Jeudi, l'armée a reçu des informations sur une autre attaque et a envoyé l'unité à Gouari, a-t-il dit.

“ Lorsqu'il est arrivé vers 20h00, le village semblait désert, il n'y avait pratiquement aucun signe de vie '', a-t-il expliqué.

"Juste à l'entrée, la FAMa (Forces armées maliennes) a été prise en embuscade", a-t-il dit, ajoutant que neuf soldats avaient été tués et deux blessés.

Les attaques n'étaient pas loin du village d'Ogossagou, où 31 civils ont été tués en février et 160 ont été abattus l'année dernière – tous des Peuls.

Meurtre à tâtons

Troubles dans le centre du Mali a tué près de 600 civils cette année, ont annoncé les Nations Unies le mois dernier.

La guerre du Mali a éclaté en 2012 lorsque des rebelles touaregs, soutenus par des islamistes armés, ont pris le contrôle du désert au nord du pays.

Les rebelles ont ensuite été vaincus par leurs alliés islamiques et l'armée française est intervenue pour les repousser.

Le conflit a depuis voyagé vers le sud et s'est propagé au Burkina Faso et au Niger voisins, créant un amas de ressentiment ethnique et alimentant la peur de l'avenir de la nation fragile.

Des groupes armés du nord ont trouvé un sol fertile dans une zone ravagée par de longs conflits fonciers, souvent entre bergers et agriculteurs.

Le centre du Mali est désormais victime de meurtres et d'attaques jihadistes de routine. Des centaines de milliers de personnes sont déplacées.
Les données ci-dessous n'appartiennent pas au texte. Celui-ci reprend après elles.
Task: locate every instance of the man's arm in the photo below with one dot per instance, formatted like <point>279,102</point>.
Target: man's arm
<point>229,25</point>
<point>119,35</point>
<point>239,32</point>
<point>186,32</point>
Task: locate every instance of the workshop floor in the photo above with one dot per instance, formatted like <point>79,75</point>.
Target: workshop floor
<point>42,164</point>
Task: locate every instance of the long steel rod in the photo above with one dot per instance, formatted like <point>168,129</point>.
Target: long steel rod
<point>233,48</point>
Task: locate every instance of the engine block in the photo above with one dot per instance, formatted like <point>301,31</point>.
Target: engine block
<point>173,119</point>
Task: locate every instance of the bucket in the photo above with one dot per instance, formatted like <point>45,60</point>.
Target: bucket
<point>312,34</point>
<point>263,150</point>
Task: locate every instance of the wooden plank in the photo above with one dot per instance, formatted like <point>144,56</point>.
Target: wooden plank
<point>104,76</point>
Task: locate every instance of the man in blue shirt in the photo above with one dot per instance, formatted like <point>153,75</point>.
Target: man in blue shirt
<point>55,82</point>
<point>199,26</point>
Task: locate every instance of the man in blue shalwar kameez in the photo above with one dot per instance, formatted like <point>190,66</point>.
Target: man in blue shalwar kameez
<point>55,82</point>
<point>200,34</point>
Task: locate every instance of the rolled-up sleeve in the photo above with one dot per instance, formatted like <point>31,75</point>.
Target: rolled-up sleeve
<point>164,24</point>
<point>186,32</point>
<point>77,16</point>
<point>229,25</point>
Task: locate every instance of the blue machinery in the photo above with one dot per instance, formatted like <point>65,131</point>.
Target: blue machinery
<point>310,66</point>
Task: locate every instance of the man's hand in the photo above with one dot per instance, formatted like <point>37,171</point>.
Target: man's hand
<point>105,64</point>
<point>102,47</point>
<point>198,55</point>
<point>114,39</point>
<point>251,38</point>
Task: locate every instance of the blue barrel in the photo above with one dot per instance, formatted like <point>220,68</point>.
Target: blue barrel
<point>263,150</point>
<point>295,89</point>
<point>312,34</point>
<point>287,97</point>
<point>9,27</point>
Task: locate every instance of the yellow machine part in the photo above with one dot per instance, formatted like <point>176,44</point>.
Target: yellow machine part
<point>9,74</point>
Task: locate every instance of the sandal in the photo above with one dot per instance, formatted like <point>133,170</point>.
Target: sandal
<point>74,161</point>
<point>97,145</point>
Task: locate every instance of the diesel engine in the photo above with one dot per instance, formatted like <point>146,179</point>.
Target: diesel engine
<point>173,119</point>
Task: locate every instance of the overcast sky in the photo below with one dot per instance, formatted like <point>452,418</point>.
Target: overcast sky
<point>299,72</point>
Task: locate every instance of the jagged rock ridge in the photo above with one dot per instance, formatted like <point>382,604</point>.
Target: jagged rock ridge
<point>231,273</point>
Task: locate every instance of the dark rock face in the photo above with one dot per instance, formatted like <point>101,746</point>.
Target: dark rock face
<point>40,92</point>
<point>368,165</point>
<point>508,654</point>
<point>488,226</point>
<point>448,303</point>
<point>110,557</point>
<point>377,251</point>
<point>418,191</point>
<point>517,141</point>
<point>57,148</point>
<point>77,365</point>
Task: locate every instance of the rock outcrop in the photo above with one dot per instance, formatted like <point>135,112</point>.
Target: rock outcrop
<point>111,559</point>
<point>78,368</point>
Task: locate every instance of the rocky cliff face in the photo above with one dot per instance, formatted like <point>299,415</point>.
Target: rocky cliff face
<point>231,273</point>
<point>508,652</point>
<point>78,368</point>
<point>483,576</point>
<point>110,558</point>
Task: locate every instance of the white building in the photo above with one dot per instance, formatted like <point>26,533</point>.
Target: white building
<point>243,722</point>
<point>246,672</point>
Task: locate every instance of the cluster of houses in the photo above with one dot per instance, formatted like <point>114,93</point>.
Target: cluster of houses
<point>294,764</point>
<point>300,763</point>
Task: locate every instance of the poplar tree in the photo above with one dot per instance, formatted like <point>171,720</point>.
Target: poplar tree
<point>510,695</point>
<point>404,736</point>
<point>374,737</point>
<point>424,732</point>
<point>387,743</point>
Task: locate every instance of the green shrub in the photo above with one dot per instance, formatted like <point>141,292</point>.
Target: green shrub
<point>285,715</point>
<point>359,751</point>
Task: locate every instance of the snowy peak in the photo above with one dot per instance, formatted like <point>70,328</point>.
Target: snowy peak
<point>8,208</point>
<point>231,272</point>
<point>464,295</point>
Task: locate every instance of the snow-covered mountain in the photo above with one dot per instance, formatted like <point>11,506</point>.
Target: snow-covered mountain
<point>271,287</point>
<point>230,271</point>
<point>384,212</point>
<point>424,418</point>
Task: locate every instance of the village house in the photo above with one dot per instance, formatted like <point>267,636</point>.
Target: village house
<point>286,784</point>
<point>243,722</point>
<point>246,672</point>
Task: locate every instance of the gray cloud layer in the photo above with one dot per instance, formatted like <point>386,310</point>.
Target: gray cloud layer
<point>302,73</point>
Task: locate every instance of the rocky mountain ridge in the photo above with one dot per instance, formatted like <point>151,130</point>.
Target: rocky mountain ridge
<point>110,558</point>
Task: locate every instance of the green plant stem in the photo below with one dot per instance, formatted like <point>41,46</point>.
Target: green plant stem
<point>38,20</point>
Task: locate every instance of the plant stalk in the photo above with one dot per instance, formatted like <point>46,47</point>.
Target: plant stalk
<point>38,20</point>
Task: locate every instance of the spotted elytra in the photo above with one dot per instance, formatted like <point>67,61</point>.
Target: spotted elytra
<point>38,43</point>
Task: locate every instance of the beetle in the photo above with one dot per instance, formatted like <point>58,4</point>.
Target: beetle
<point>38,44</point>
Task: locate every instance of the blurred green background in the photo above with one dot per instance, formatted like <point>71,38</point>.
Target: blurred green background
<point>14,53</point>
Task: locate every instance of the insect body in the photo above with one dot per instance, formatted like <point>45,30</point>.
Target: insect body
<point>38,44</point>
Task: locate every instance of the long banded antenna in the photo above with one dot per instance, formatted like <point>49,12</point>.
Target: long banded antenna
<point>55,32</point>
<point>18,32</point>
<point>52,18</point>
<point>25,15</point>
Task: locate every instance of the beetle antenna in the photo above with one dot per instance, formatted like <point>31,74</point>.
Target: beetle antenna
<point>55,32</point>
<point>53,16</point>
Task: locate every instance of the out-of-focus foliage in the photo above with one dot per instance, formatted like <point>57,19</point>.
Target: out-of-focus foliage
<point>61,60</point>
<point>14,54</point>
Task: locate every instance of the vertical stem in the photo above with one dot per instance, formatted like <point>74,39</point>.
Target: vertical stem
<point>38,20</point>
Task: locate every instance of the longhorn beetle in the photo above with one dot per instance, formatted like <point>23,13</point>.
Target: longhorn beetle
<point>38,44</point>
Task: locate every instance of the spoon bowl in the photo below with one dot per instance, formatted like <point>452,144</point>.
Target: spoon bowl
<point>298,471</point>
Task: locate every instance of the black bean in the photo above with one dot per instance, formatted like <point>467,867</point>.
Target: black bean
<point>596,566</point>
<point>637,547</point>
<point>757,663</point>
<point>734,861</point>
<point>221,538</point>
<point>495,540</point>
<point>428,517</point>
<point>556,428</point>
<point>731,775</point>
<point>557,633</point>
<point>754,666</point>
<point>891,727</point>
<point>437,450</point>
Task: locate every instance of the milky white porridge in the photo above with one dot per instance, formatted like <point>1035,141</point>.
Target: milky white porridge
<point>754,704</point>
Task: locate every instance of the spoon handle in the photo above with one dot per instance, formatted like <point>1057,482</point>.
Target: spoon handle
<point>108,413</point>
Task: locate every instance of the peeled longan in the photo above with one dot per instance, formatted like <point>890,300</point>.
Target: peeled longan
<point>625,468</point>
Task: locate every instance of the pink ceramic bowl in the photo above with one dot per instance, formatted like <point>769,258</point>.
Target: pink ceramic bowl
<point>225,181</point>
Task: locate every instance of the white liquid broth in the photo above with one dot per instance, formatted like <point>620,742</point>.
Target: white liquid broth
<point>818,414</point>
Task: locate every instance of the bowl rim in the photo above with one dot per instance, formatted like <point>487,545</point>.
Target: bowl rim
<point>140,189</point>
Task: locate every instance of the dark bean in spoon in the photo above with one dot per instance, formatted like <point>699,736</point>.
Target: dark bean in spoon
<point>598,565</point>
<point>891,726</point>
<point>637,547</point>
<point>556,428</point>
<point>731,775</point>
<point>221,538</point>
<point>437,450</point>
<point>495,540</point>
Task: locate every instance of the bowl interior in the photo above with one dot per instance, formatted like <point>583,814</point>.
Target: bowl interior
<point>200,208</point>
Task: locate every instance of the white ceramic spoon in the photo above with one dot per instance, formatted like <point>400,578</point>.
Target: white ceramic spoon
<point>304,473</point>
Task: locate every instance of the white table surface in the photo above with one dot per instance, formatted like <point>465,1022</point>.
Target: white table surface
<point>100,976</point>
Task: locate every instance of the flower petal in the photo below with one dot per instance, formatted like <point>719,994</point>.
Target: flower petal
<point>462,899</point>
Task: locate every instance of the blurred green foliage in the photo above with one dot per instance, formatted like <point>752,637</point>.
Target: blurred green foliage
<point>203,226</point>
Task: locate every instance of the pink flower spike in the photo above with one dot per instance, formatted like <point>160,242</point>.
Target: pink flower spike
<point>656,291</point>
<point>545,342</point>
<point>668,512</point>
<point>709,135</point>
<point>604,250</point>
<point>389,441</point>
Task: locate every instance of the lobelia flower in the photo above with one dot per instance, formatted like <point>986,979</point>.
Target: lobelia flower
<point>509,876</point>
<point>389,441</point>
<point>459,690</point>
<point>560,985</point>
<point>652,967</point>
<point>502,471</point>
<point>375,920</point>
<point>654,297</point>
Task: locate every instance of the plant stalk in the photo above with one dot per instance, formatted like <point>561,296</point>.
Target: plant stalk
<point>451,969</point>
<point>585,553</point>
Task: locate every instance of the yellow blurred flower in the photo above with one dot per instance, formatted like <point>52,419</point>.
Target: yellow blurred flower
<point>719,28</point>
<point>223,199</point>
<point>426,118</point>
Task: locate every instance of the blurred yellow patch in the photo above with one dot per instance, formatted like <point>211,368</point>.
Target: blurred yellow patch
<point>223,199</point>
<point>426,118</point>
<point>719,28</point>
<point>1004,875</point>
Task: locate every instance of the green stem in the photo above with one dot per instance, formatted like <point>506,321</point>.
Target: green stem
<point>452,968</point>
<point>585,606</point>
Un groupe djihadiste actif dans la région, dirigé par le prédicateur radical peul Amadou Koufa, a également accru les soupçons pour son groupe ethnique.

En réponse aux djihadistes, les combattants Dogon traditionnels ont formé des soi-disant groupes d'autodéfense, qui ont accru la tension.

Plus de 5 000 soldats français, un accord régional de coopération militaire G5-Sahel et une mission de maintien de la paix des Nations Unies au Mali n'ont pas suffi à contenir la violence.